= Sam Malone (politician) =

American politician

Samuel A. Malone, Jr. (born 9 December 1970) is a former Cincinnati city councilmember, serving from 2003 to 2005. He gained national prominence when he was tried on domestic violence charges for disciplining his teenage son with a leather belt.

==Biography==
===Early life and education===
Malone grew up in the Cincinnati area, graduating from Western Hills High School. As a teenager, he constantly got into street fights until a local policeman mentored him. He served in the US Navy, trained in pugilism, and earned an associate degree from Vincennes University.

===Career===
He served as Cincinnati Council Member for two years. The negative press concerning the 2005 discipline incident is believed to be a factor in his not being reelected. In 2007, despite being a councilman at the time, he generated more controversy over the purchase of a $218,000 home on Lincoln Avenue from the city in 2005. The issue has since been resolved.

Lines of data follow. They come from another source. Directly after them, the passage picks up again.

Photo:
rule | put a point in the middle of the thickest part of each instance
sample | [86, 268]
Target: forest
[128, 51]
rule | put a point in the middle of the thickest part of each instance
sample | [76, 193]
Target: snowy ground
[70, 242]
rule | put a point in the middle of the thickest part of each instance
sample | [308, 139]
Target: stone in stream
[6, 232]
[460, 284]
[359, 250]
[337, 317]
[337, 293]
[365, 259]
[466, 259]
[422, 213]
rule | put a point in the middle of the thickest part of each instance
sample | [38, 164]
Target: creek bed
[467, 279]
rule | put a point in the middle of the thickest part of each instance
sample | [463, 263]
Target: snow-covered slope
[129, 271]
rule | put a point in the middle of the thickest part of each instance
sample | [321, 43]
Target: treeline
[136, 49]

==Allegations of domestic abuse==
The then 11-year-old son of his then-fiancée called the police after an argument where he allegedly struck and choked her.

===2005 discipline incident===
On May 14, 2005, after commanding his son to strip naked, Malone disciplined his son for failing grades and misbehavior by striking his bare body repeatedly with a leather belt. Without the protection of clothing, the son developed extensive welts across his back, chest, stomach, legs, and buttocks.

The son later put on his clothes and with a friend dialed 911, afraid to return home. A relative took the child to the hospital and Malone was arrested. The relative told news reporters that some of the welts didn't subside until a month later. A few welts healed only after months passed and a report in the Cincinnati Enquirer stated one welt on his buttock disappeared only in December, more than six months later.

After Malone's arrest, he was tried for domestic violence. The Cincinnati DA recused himself from the case, citing a conflict of interest since Malone was on the board then. The prosecution deemed that while Malone may have started with a spanking, he took it too far. The audio of the teen's 911 call and a news report showing the kid's injuries were aired nationally. Malone maintained that in Ohio, he has a right to discipline his child any way he sees fit, including spanking if necessary. He also maintained that the child resisted, causing the hits elsewhere than his buttocks. It was also stated that he took off his dress shirt for greater leverage and threatened to "beat the black off him". Malone was ultimately acquitted, but still sternly lectured by the judge.